La limitada circulación de la literatura le evitará seguramente en España esos riesgos a la novela de Saramago. Pero el peligro del retorno de los viejos fantasmas (o su permanencia, más o menos enmascarada) existe, y basta ver en este mismo país nuestro las cautelas con que se abordan determinadas cuestiones. A la hora de la verdad -esto es, de decir toda la verdad- las tintas se suavizan considerablemente. (Los asuntos de alcoba son irrelevantes al respecto.) Determinados poderes siguen siendo fácticos, por emplear aquel prudentísimo adjetivo que no evitó la intentona militar de 1981. Fácticos o sagrados, porque de hecho se les considera como tales. Pero a tales efectos lo sagrado no existe, porque en esos usos la palabra está recubriendo casi siempre otras nociones: lo eclesial, lo militar, el complejo financiero, etcétera. Se trataría, en todo caso, de lo sacral, no de lo sagrado, que es una experiencia radical y singularísima.

Podrá objetárseme, con todo, que la libertad de expresión no es algo absoluto. Naturalmente que no lo es (entre otras razones porque se apoya en una infraestructura productiva e industrial), pero tender hacia ese rango absoluto resulta obligado para cuantos creen un poco todavía en la existencia de ciertas nociones morales inmanentes.
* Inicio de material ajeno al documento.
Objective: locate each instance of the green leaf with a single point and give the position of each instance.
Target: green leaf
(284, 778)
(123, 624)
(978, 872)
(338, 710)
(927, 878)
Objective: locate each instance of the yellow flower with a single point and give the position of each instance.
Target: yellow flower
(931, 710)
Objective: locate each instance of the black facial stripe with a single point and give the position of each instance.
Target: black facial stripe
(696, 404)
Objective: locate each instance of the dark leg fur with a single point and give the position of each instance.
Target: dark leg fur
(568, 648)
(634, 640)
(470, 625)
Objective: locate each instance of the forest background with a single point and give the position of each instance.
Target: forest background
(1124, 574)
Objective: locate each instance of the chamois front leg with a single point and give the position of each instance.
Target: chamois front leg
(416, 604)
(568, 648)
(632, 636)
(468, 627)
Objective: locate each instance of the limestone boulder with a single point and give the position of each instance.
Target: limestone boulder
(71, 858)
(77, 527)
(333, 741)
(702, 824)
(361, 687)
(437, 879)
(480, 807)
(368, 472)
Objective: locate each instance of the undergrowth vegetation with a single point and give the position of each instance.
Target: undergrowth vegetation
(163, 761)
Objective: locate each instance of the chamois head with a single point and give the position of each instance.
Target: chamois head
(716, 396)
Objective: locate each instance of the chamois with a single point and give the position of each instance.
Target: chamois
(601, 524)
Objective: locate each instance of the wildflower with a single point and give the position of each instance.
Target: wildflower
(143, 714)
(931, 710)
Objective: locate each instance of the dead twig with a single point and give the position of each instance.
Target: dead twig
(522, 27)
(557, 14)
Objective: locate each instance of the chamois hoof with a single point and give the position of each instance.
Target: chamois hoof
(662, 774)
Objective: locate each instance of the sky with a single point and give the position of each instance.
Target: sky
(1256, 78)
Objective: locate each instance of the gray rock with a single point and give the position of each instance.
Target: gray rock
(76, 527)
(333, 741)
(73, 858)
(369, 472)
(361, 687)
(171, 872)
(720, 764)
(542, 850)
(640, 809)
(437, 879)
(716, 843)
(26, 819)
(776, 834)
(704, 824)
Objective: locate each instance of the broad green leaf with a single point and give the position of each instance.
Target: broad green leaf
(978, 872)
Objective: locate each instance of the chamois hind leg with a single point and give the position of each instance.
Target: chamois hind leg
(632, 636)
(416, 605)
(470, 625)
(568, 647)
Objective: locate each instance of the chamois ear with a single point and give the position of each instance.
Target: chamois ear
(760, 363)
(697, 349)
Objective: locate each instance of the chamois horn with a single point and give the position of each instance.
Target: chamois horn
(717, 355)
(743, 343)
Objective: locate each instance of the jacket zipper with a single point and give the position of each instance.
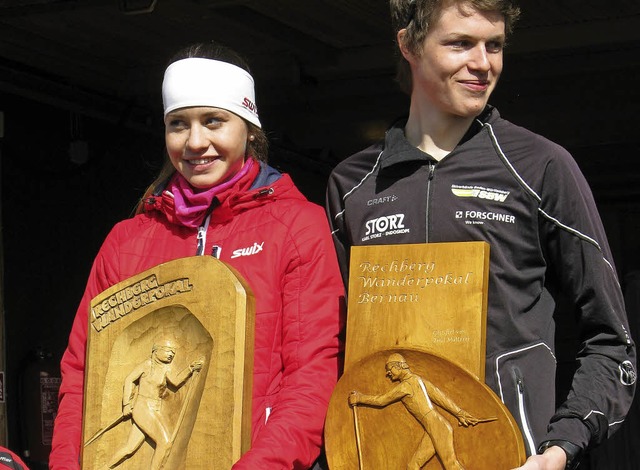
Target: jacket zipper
(202, 236)
(432, 170)
(528, 435)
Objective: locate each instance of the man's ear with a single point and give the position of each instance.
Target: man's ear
(402, 45)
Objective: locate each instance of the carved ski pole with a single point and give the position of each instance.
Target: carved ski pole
(357, 428)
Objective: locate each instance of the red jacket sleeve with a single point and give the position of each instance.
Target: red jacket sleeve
(312, 319)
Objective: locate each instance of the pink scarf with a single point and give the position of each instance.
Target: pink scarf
(191, 206)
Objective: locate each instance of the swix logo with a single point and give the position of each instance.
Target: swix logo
(251, 250)
(250, 105)
(479, 192)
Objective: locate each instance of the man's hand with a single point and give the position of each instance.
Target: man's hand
(554, 458)
(127, 410)
(354, 398)
(196, 365)
(465, 419)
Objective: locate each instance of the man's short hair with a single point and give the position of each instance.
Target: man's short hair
(417, 15)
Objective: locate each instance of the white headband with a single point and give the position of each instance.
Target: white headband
(205, 82)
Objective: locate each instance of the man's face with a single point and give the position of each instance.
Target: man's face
(165, 354)
(393, 371)
(460, 62)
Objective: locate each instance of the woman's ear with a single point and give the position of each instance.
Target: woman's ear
(402, 45)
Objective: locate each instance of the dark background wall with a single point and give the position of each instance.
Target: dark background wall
(75, 161)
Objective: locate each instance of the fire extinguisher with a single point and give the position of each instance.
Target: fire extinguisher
(40, 382)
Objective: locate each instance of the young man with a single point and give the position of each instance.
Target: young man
(454, 170)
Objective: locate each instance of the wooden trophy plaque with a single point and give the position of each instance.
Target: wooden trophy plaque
(168, 376)
(412, 394)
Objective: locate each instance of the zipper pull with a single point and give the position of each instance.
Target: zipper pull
(202, 236)
(264, 192)
(201, 240)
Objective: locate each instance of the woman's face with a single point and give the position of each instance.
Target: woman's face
(206, 145)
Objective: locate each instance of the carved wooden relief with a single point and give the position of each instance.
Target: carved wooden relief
(169, 369)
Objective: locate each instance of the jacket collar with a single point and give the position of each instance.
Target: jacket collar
(397, 148)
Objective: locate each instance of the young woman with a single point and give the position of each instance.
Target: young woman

Por supuesto que si fuera absoluta la libertad de expresión, la monstruosa mentira informativa de la guerra del Golfo no se habría producido. Alguien ha dicho, con razón, que el periodismo sufrió un embate sin precedentes con la manipulación de las noticias del conflicto que entonces se produjo. Tanto, que a estas alturas todavía no sabemos realmente qué ocurrió allí, aunque del risible desfile neoyorquino de la victoria de hace un año, poco más o menos, sí lo sabemos todo.

Larra escribió en cierta ocasión que creía en Ia censura del buen gusto. Juicio de buen ilustrado, que no conviene extender más allá de ciertos límites. El buen gusto en modo alguno puede traspasar el ámbito de lo subjetivo y convertirse en institucional. Es preferible siempre la exhibición impresa, plástica o filmada, del mal gusto al cercenamiento de las ideas, buenas o malas, refinadas o primarias. Claro que lo ideal es el imperio del buen gusto, pero no a condición de sacrificar lo que no debe ser sacrificado. La literatura pornográfica, por ejemplo, es lamentable como reflejo de una sociedad llena de tabúes y constricciones, no en cuanto producto que se difunde porque hay un mercado. Lo grave es que se convierta en coartada y dé la ilusión de la libertad.

Las limitaciones a la libertad de expresión son de origen plural. Ni siquiera la actual vida literaria se libra de ellas. Durante bastantes años de democracia (11 para ser exactos), los españoles hemos leído unas sedicentes Poesías completas de Antonio Machado que no lo eran, porque a alguien con poder editorial se le ocurrió que los versos de Machado sobre la guerra civil y contra Franco no tenían por qué divulgarse. Son conocidas las presiones que existen hoy para que no se difundan las memorias de uno de los más grandes poetas españoles del medio siglo que comprometerían, al parecer, el prestigio social de algunas personas. Ese mismo poeta no dudó en auto censurarse y publicar mutilado en vida su diario. Las hermosas memorias de Pablo Neruda se siguen hoy transmitiendo en un texto que, según bastantes indicios, no se ajusta al que dejó el autor. Los herederos de Hemingway han preparado ediciones expurgadas de algunas obras póstumas del gran novelista. Intensos epistolarios de poetas españoles de primera fila duermen desde hace años el sueño de los justos...

En última instancia, la libertad de expresión se define por el grado de libertad real que posee la sociedad donde se ejerce. Aunque la afirmación tiene algo de obvia, conviene sacarla a colación de vez en cuando. Tampoco en este aspecto vivimos en el mejor de los mundos posibles. Pero cabe al menos imaginar otros. Al menos eso.

M. García-Posada es crítico literario.